We used up the kale in a massaged kale salad (with tangerines and apples), and the beet greens got cooked up in some fat that I skimmed off our delicious short ribs (from Carroll Farm to Table; I’ll talk about them some other time), but otherwise most of the pickup is still sitting in the fridge.
The other reason I’m behind on dealing with the CSA bounty is that it’s been a rough couple of weeks; we’ve all been fighting runny noses and sore throats for some time now, but last week the baby got a fever… and then the Little Prince got a fever… and then the baby got a fever again. On top of the nasal congestion and coughing, too. Poor kids. Hopefully we’re near the end of this round of illnesses.
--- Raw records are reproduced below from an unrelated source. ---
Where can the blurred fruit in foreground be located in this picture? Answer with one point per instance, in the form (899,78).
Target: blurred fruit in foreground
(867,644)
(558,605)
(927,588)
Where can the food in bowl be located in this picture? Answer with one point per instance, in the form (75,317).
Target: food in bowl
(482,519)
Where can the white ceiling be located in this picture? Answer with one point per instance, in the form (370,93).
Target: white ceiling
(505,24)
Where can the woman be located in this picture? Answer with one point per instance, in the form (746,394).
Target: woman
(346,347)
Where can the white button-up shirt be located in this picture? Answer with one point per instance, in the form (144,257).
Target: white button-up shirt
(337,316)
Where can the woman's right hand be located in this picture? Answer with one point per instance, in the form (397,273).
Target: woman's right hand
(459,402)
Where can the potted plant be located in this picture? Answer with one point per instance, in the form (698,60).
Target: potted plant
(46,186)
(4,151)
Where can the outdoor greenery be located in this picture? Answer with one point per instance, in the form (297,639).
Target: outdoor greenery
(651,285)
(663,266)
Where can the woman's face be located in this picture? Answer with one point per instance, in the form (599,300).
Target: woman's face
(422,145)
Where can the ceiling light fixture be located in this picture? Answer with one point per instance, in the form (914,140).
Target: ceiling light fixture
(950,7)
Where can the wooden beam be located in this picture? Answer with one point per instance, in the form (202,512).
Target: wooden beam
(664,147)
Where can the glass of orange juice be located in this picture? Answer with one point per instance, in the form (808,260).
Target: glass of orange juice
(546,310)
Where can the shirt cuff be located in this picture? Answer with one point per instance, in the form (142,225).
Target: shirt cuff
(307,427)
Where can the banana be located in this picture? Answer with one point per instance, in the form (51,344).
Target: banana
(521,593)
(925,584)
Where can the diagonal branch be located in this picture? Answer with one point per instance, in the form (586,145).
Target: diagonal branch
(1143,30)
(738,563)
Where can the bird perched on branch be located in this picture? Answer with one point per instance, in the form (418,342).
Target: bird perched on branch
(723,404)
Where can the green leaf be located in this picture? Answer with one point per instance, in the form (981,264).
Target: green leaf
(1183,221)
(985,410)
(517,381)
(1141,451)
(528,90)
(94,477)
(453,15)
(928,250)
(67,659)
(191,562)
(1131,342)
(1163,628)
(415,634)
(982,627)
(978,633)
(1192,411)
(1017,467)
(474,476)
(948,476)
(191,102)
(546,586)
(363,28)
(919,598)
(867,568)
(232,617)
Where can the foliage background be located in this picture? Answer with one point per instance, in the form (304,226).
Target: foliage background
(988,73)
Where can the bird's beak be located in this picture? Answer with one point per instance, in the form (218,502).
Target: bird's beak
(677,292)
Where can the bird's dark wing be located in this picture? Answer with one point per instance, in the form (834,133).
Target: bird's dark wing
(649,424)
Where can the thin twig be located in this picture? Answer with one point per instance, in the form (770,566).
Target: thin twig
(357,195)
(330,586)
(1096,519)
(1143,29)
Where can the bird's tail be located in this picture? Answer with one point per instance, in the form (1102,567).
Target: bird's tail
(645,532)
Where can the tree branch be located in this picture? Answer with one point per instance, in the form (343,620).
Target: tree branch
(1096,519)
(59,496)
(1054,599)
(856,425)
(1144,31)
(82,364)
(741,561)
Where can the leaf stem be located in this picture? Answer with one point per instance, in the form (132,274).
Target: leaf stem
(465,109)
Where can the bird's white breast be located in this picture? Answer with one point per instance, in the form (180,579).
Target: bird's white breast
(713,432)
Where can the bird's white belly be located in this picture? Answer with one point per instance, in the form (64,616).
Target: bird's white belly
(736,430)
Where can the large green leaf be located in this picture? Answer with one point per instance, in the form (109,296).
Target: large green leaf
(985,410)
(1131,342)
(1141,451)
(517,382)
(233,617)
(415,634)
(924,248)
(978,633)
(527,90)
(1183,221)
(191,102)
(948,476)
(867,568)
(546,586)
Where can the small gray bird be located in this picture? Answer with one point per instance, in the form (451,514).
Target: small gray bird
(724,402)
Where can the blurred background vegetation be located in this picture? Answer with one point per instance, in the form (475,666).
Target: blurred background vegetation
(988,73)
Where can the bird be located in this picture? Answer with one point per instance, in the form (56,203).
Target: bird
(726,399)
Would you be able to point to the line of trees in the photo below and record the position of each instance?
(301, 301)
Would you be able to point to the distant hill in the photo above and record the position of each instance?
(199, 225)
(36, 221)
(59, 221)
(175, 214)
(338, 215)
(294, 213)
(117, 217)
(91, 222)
When you’re a worn-down, tired parent, sometimes you just want a homemade chocolate chip cookie. This is how you get one within fifteen minutes, warm from the oven, with minimal effort:
1) go back in time and make a batch of chocolate chip cookie dough. I used smitten kitchen’s recipe. Heck, double the batch; you never know when a cookie emergency will strike.
2) scoop the cookie dough into balls and pack the balls on a cookie tray, lined with a silicone baking mat (or parchment paper, if you don’t have one). You can crowd the dough balls pretty tightly; just make sure they’re not touching. I use a cookie scoop for minimal fuss.
3) the next morning, put your frozen cookie dough balls into a freezer bag. They won’t stick together because they’re frozen.
4) time travel back to the present. When you’re feeling downtrodden and tired, take two or three (or more, I won’t judge) dough balls out of the bag and put them on your oven tray. Pop them in the preheated oven and wait 15 min, or until they’re baked. (Cooking time varies with oven but when the cookies are flat and a little brown around the edges, I call them done.)
5) make yourself a hot chocolate and sit down with a handful of freshly-baked, perfect little cookies, crispy on the outside but still gooey on the inside. Close your eyes and take a deep breath. Life is good.
This technique will work for almost any cookie recipe, not just chocolate chip; it’s also how I managed to execute some pretty impressive cookie platters this past holiday season. Our neighbors were impressed by how I managed a variety of freshly-baked cookies, with two young kids at home. I merely smiled and mumbled something about good time management. Now all I need is more freezer space.